L’audit réalisé par le Bureau de la vérificatrice générale souligne aussi que la Ville de Gatineau « dépend en grande partie de consultants externes pour la réalisation d’études, pour la conception des chaussées, pour la réalisation des plans et devis et pour la surveillance des travaux ».

Cette situation découle entre autres de la « perte d’expertise interne » connue au cours de la dernière décennie au sein de l’appareil municipal.

Or, avec une plus grande expertise au sein de ses effectifs, Gatineau pourrait « réduire les coûts des projets planifiés » et « déceler certaines erreurs de conception », note Mme Beausoleil.

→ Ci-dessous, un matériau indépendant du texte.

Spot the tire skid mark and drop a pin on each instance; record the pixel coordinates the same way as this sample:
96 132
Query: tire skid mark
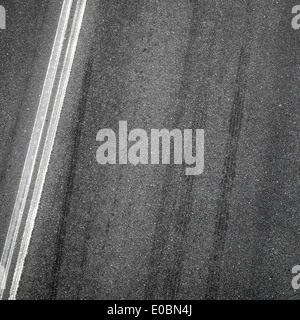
176 201
61 234
229 167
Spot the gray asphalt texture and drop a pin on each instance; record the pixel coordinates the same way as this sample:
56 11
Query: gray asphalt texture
150 231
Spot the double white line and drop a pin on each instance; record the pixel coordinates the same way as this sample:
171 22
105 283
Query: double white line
28 169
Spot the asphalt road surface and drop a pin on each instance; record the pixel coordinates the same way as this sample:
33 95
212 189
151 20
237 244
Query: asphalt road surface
150 231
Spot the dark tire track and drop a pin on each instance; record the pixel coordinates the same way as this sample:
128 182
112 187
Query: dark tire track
229 168
61 234
177 200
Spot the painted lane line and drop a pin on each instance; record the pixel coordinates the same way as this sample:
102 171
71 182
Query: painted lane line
21 199
41 176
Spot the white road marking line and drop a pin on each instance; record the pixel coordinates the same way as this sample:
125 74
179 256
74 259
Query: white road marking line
34 144
39 183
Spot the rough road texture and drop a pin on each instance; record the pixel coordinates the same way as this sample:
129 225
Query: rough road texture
150 231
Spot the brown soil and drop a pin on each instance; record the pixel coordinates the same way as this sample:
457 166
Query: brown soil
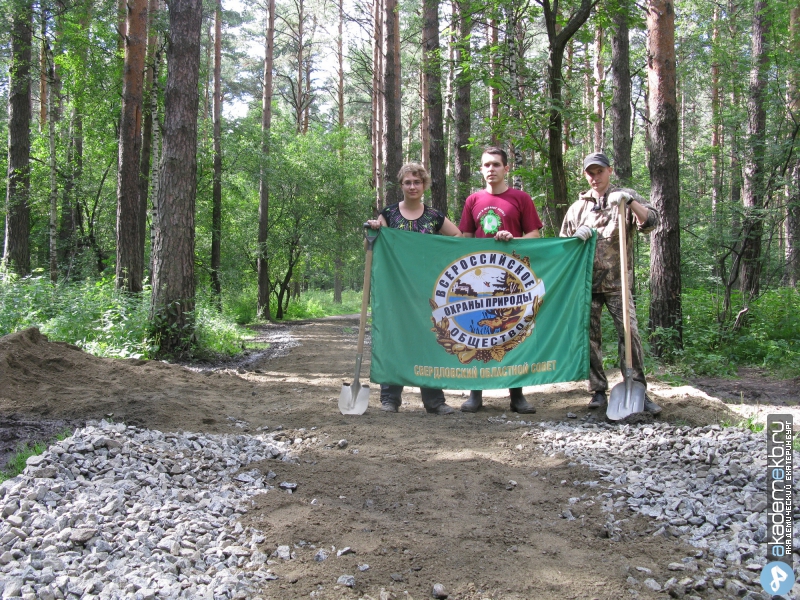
463 500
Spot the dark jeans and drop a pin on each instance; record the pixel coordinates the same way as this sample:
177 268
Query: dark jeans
597 375
431 398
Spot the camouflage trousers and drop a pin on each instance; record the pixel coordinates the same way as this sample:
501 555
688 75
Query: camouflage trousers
597 377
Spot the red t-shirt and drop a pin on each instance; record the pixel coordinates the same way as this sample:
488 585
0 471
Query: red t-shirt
485 214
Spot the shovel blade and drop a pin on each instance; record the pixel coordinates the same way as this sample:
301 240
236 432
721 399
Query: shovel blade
626 399
354 399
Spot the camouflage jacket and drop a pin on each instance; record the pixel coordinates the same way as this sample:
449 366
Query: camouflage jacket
600 216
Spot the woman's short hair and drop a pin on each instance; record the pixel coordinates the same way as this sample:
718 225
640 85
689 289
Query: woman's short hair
417 170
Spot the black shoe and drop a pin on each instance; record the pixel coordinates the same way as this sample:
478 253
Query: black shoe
599 400
651 407
474 403
519 404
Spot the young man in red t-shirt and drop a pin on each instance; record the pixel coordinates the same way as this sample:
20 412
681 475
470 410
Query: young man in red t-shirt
503 213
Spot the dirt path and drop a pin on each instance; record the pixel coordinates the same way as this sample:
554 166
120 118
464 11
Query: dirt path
461 500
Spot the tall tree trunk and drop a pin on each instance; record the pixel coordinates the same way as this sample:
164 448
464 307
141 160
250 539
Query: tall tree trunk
263 188
16 251
51 103
378 105
433 100
557 43
173 298
565 143
216 194
338 261
130 270
792 224
462 102
599 77
754 190
70 229
514 45
300 83
494 90
392 131
665 252
150 107
716 125
425 115
621 95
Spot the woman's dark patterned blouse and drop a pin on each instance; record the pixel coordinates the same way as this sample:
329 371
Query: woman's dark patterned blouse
430 221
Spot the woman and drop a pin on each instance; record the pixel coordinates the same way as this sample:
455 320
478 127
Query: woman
412 215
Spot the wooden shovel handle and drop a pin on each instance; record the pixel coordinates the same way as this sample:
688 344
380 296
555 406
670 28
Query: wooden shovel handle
369 240
626 290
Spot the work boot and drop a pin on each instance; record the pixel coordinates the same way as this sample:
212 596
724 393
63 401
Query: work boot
651 407
474 403
599 400
434 403
391 397
518 402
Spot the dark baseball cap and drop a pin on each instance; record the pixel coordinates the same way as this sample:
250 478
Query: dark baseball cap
596 158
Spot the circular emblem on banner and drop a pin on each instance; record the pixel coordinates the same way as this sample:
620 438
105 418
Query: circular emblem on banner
485 304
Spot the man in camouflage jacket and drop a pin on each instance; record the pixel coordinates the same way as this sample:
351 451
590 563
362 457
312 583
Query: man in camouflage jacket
598 209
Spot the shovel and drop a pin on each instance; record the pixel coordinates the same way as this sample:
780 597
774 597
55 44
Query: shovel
354 399
626 397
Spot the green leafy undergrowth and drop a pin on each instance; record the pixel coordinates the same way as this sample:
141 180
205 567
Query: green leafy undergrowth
16 464
93 315
314 304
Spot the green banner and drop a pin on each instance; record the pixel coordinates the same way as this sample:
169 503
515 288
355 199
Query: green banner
477 314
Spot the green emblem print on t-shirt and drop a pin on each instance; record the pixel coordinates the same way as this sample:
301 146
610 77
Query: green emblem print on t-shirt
490 222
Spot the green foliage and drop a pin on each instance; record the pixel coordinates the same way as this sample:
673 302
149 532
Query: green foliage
769 339
16 464
93 315
750 423
318 303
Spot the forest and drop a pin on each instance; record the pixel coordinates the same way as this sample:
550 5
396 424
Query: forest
175 168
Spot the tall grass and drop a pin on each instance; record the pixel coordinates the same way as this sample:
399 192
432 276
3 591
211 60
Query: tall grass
769 339
94 316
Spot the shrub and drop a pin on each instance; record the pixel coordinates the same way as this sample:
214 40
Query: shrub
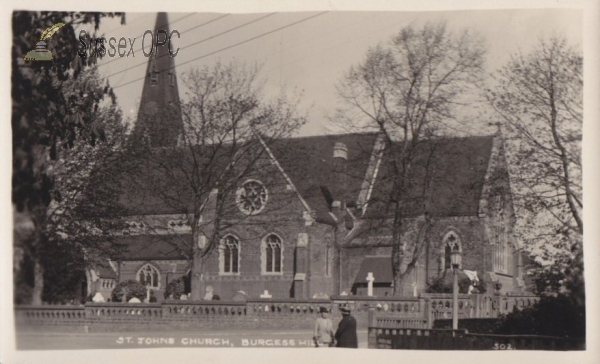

La vérificatrice générale a fait savoir que sa plus récente analyse « n’a pas permis de quantifier les économies » potentielles d’un accroissement de l’expertise interne. 

D’autres vérifications sont prévues « dans les années à venir », et un tel calcul pourrait « probablement » être fait, a-t-elle indiqué.

Le conseiller Mike Duggan, qui préside le comité de vérification, a souligné que la pénurie d’ingénieurs représente « un grand défi » nécessitant le recours à des firmes externes. 

« Mais en même temps, il faut toujours des employés de la Ville qui sont imputables pour surveiller les travaux et les projets, pour être certains qu’on en a pour notre argent et [que les travaux soient] aux normes », a-t-il mentionné.